えぇ、まあだからどうしたって話なんですけどね



てなわけでどうぞ


手のひらで踊り狂う

「覚悟しろ」

アグリアは、そう言うと炎を纏いミラに襲いかかる。

それと同時に近くにいる防護服の男が、ホームズに襲いかかる。

ホームズは、目を細くすると体を入れ替え避ける。

そして、そのまま顔面を鷲掴みにし、地面に叩きつける。

叩きつけられた防護服の男は、大地からの強い衝撃に意識を手放す。

「ふぅ……」

そして、直ぐにアグリアに視線を向ける。

アグリアは、ミラに剣を弾かれると、ホームズに視線を向ける。

「相変わらず、殴らないんだな」

「まあね、つーか、君余所見して場合じゃないんじゃない?」

ホームズの指摘の通り、レイアとローズが、アグリアに襲いかかっていた。

しかし、アグリアは、それを予想していたようだ。

纏っている炎をアグリア中心に渦を巻かせる。

「ゔっ!」

「あっつ!」

二人は、炎に阻まれアグリアにたどり着く事は許されなかった。

地面に転がった二人に視線を向けると再びホームズに視線を戻す。

「お前も人の事言えないんじゃないのか?」

その言葉と同時にホームズの右側から、もう一人の防護服の男によって棍棒が振り払われる。

そう、盾があるのは、左側なのだ。

基本的に武器も使わず、殴らない為籠手もない。

なので、右側からの攻撃を防ぐ術がホームズには、ないのだ。

色々と弱点の多いホームズにとっての一番の弱点といえよう。

 

 

 

 

ホームズには、防ぐ術がない。

 

 

 

 

 

ホームズには、だ。

 

 

 

 

 

 

ヨルの尻尾が伸び蛇のように棍棒に巻きつき動きを殺す。

 

 

 

 

棍棒は、ホームズの目と鼻の先で止まった。

 

 

 

 

 

「ま、武闘派の連中には、無理なんだがな、この手は」

ヨルの言葉を適当に聞きながらホームズは、防護服の男に蹴りを放つ。

めきっ!と嫌な音を立てて、男は、自分のやってきた方へ飛んで行った。

どう見ても武闘派ではなかったので、この手を使ったのだ。

「手じゃなくて、尻尾だろう?」

「揚げ足取ってる場合か?」

ホームズとヨルがそんな会話をしていると、アグリアが炎を巻き上げ斬りかかってきた。

ホームズは、バックステップでかわす。

そんなホームズをアグリアは、忌々しそうに見る。

「避けんなよ」

「いやいや、無茶言わないでおくれよ」

頬を引きつらせながら言うホームズにアグリアは、剣を構える。

無言の睨み合いをヨルが壊す。

「ホームズ、周りを見ろ」

ヨルに言われて辺りを見回すと、魔物が周りに集まってきている。

「これ、君が?」

「当然だろ!」

アグリアは、愉快そうに笑っている。

ふよふよと漂っているサマは、どう見ても武力タイプではない。

見るからに、精霊術タイプ。

ホームズは、問答無用で一体を蹴り飛ばし倒す。

しかし、直ぐにまた別の魔物が現れ、ホームズを囲う。

「……くそったれ」

ホームズは、そこでアグリアの意図に気づく。

この魔物達、一匹一匹の攻撃力は、雑魚そのものだが、いかんせん数が多い。

時間差で精霊術を発動されてしまえば、ヨルの精霊術喰いも間に合わない。

これを全て捌いて、アグリアと戦うのは至難の技だ。

ホームズは、歯ぎしりをする。

「……いい趣味してるよ」

「アハハハ!マクスウェル御一行を相手にするだ。
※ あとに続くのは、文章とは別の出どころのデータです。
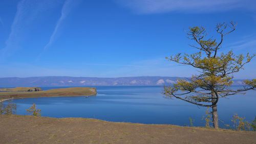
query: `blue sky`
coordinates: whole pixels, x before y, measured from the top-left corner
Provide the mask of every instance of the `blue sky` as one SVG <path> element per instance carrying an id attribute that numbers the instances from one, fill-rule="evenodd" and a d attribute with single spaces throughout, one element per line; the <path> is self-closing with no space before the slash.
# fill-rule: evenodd
<path id="1" fill-rule="evenodd" d="M 0 2 L 0 77 L 189 77 L 165 58 L 196 51 L 186 38 L 203 26 L 238 23 L 221 50 L 256 54 L 254 0 L 13 0 Z M 256 58 L 234 75 L 255 78 Z"/>

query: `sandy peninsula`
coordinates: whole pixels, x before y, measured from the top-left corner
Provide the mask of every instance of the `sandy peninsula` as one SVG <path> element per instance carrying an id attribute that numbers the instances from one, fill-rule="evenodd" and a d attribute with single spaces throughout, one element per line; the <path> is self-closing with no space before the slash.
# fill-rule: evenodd
<path id="1" fill-rule="evenodd" d="M 1 92 L 0 102 L 10 99 L 40 97 L 76 97 L 96 95 L 97 90 L 94 87 L 69 87 L 52 89 L 45 91 L 24 92 Z"/>

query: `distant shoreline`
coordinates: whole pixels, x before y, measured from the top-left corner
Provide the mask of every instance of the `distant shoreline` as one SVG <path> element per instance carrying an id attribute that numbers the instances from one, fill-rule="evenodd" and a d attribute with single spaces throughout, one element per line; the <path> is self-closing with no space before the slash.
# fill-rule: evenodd
<path id="1" fill-rule="evenodd" d="M 52 89 L 45 91 L 31 92 L 1 92 L 0 102 L 12 99 L 61 97 L 93 96 L 97 94 L 96 88 L 69 87 Z"/>

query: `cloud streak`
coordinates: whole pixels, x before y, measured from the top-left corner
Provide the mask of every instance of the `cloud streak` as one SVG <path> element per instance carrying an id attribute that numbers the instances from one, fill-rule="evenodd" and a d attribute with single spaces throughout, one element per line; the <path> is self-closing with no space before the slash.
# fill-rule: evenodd
<path id="1" fill-rule="evenodd" d="M 115 1 L 132 9 L 133 12 L 139 14 L 159 13 L 171 11 L 198 13 L 226 11 L 241 7 L 250 9 L 253 6 L 251 3 L 255 3 L 253 0 L 115 0 Z"/>
<path id="2" fill-rule="evenodd" d="M 51 46 L 54 40 L 56 39 L 56 34 L 58 31 L 59 31 L 60 26 L 62 23 L 62 21 L 67 17 L 68 14 L 70 12 L 72 9 L 75 5 L 77 5 L 78 3 L 78 1 L 74 0 L 66 0 L 65 1 L 61 9 L 61 15 L 57 21 L 57 24 L 56 25 L 53 32 L 50 37 L 50 40 L 48 43 L 44 47 L 42 52 L 41 53 L 41 54 L 37 57 L 37 60 L 39 59 L 39 58 L 41 57 L 41 56 L 45 52 L 45 51 L 46 51 Z"/>
<path id="3" fill-rule="evenodd" d="M 3 20 L 2 20 L 1 17 L 0 17 L 0 23 L 1 23 L 1 24 L 3 26 L 4 26 L 4 22 L 3 22 Z"/>
<path id="4" fill-rule="evenodd" d="M 10 51 L 11 51 L 12 50 L 11 49 L 13 49 L 14 47 L 15 47 L 13 45 L 13 44 L 15 43 L 13 42 L 13 40 L 16 36 L 16 33 L 18 32 L 18 30 L 20 28 L 18 24 L 24 18 L 23 15 L 26 9 L 25 7 L 25 4 L 26 0 L 23 0 L 18 4 L 17 11 L 11 27 L 11 32 L 8 38 L 6 41 L 6 46 L 1 50 L 1 58 L 2 59 L 4 59 L 8 55 L 9 55 Z"/>
<path id="5" fill-rule="evenodd" d="M 2 60 L 20 48 L 19 43 L 26 33 L 30 31 L 29 28 L 36 21 L 37 15 L 58 3 L 51 0 L 22 0 L 18 3 L 10 32 L 5 42 L 6 46 L 0 50 Z M 1 18 L 0 22 L 3 24 Z"/>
むしろ足りないくらいだろ」

数、ヨル、と的確にこちらのアドバンテージを潰しに来ている。

アグリアはそう言って、ホームズに剣を繰り出す。

奇妙な動きに目が行きがちだが、アグリア自体の強さは本物だ。

ホームズが盾で攻撃を防ぐと見越したように、炎の渦を巻き起こす。

「あっつ!!」

思わず地面を転がり火を消す。

「アハハハ!バーカ」

アグリアの罵倒に思わず顔を上げると、魔物の火の精霊術が発動していた。

「ヨル!」

ヨルは、呼ばれるより早く巨大生首になる。

ホームズの声より先にヨルが生首になり、精霊術を喰らう。

しかしというか、やはりというか、ヨルが精霊術を食べているのとは、逆方向からもう一匹の魔物が同じ様に火属性の精霊術を発動していた。

ヨルは、黒猫状態に戻る。

「来い!ヨル!」

ホームズがそう叫んだ瞬間、そこからヨルの姿が消え、代わりにホームズの肩に現れる。

ヨルと言う的を失った精霊術は検討違いの方へと飛んで行った。

ヨルは、その精霊術を忌々しそうに見ている。

「まさか、この機能が役に立つ日が来るとはな……」

「そう言えば最後に使ったのって……確かおれが風邪ひいた時だっけ?」

ホームズは、顔についた炭を拭う。

ヨルは、歯ぎしりをする。

「俺が精霊術を食えなかった……」

「向こうの戦略勝ちだね」

このやり取りの中でホームズは、悟っていた。

言葉が示す通り、確実にホームズ達が負けていたのだ。

完全にホームズ達は今、アグリアの手のひらの上にいるのだ。

悔しそうなホームズ達とは違い、アグリアは高らかに笑う。

自分の策が功を制しているのを悟ったのだろう。

「お前みたいな奴には、お似合いだぜ、その姿」

アグリアは、地面に膝をついているホームズを指差して更に笑う。

ホームズは、土埃払いゆっくりと立ち上がる。

 

 

 

 

 

 

 

 

「なぁ、ホームズ知ってたか?」

「君こそ知ってるかい?」

 

 

 

 

 

 

 

ホームズとヨルは、邪悪な顔になる。

 

 

 

 

 

 

「「負けっぱなしほど、頭にくるものはない!!」」

 

 

 

ホームズは、ヨルを肩に乗せるとアグリアに向かって走り出す。

「ホームズ!待って!」

ジュードが止めるがホームズに止まる気なんて全くない。

「……仕方ありません。私達でフォローに回りましょう」

ローエンはそう言って、周りの雑魚達に攻撃を仕掛ける。

「瞬迅脚!」

アグリアは、予想していたかの様に剣で防ぐ。

「アハハハ!そんな直線的な攻撃をあたしが喰らうわけないだろう!」

そう言って、雑魚達が群がる。

ヨルは、尻尾を増やす。

そして、花が開くが如く一気にひろがり、魔物達を弾き飛ばす。

「ヒュー!さすが!」

アグリアの楽しそうな声を聞きながら、ヨルは、フンと鼻でコケにする。

(ヨル)は、化け物(オレ)の時間だ」

暗い所や夜は、ヨルの力を強める。

夜域のイル・ファンは、ヨルの為の場所といえよう。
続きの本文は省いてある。